Lewis Este Mills


Lewis Este Mills was an American lawyer and author.

Early life

Lewis Este Mills was born on August 13, 1836, in Morristown, New Jersey, to Sarah Ann and Lewis Mills. He graduated from Yale College in 1856. He studied law at first in Morristown, and later completed his studies in Cincinnati, where he was admitted to the bar in November 1858.

Career

Mills became a partner of the firm Mills & Hoadly. His brother was a senior member of the firm. In 1859, he formed the law practice Mills & Goshorn with Alfred T. Goshorn and Edward Mills in Cincinnati.
Mills enlisted late to the Union Army as a volunteer aide-de-camp on the staff of Robert Brown Potter. He served in the Army of the Southwest and participated in the Siege of Vicksburg. Following the war, he left his practice and put time into travel and literary pursuits.

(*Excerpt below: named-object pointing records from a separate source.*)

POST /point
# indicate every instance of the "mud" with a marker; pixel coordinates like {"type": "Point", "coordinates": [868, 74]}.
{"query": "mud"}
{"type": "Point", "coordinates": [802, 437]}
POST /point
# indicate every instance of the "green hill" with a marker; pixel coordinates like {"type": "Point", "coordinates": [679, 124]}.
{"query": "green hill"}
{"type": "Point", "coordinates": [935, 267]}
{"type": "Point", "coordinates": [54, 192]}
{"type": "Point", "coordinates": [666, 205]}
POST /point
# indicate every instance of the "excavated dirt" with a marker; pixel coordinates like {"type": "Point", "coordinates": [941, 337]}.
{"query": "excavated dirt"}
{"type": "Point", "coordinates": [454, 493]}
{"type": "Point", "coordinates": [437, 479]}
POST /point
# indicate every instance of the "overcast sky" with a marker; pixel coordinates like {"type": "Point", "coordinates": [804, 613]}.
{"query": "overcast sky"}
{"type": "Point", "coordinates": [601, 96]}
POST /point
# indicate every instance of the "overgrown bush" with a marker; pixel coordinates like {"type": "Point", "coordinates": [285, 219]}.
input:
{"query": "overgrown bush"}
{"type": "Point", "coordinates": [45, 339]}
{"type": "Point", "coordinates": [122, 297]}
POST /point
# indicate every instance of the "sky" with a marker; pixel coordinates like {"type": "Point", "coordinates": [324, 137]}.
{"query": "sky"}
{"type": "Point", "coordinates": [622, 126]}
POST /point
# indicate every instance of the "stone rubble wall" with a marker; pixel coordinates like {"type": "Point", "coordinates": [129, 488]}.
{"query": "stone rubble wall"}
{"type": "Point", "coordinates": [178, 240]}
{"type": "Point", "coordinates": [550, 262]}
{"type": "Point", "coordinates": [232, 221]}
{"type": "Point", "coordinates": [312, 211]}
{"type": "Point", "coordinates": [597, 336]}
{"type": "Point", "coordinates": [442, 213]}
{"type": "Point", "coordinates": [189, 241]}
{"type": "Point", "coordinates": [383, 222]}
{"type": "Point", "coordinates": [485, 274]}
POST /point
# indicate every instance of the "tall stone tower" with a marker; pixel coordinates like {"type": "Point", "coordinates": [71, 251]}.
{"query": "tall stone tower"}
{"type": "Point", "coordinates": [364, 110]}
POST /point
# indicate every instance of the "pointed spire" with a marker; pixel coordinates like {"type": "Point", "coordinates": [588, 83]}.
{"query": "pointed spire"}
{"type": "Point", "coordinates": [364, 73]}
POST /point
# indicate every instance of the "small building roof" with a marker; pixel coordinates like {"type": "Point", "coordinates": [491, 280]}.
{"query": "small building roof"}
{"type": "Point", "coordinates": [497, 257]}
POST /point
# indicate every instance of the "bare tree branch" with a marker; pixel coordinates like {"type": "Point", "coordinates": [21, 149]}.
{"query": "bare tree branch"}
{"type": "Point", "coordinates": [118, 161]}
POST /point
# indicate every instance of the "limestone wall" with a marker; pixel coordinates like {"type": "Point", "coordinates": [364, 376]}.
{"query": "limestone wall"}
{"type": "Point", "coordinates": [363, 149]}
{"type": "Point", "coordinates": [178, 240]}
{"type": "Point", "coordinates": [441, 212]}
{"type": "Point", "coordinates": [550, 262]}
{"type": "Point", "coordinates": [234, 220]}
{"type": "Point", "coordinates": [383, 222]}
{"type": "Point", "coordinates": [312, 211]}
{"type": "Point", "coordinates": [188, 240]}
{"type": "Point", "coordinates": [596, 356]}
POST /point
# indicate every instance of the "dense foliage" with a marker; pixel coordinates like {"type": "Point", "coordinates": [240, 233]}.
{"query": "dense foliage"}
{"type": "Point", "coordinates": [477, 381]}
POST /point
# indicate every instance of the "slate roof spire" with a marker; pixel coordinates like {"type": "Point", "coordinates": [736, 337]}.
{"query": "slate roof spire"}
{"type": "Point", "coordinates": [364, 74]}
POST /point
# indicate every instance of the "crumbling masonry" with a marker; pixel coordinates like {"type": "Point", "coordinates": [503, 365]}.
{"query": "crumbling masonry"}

He printed privately a volume of Glimpses of Southern France and Spain in 1867. He wrote General Pope's Virginia Campaign of 1862 in 1870. He published a revision of Handy's Reports of the Superior Court of Cincinnati in 1877.

Personal life

Mills married Jean Springer, daughter of Charles Gordon Springer, on January 7, 1864. Her father died in the SS Arctic disaster of 1854. They had no children.
While traveling in Normandy, Brussels, and Florence, Italy, in 1877, Mills suffered from a kidney disease. He died of heart disease on April 10, 1878, in Florence. His funeral was held on October 10, 1878. He was buried in St. Peter's Cemetery in Cincinnati.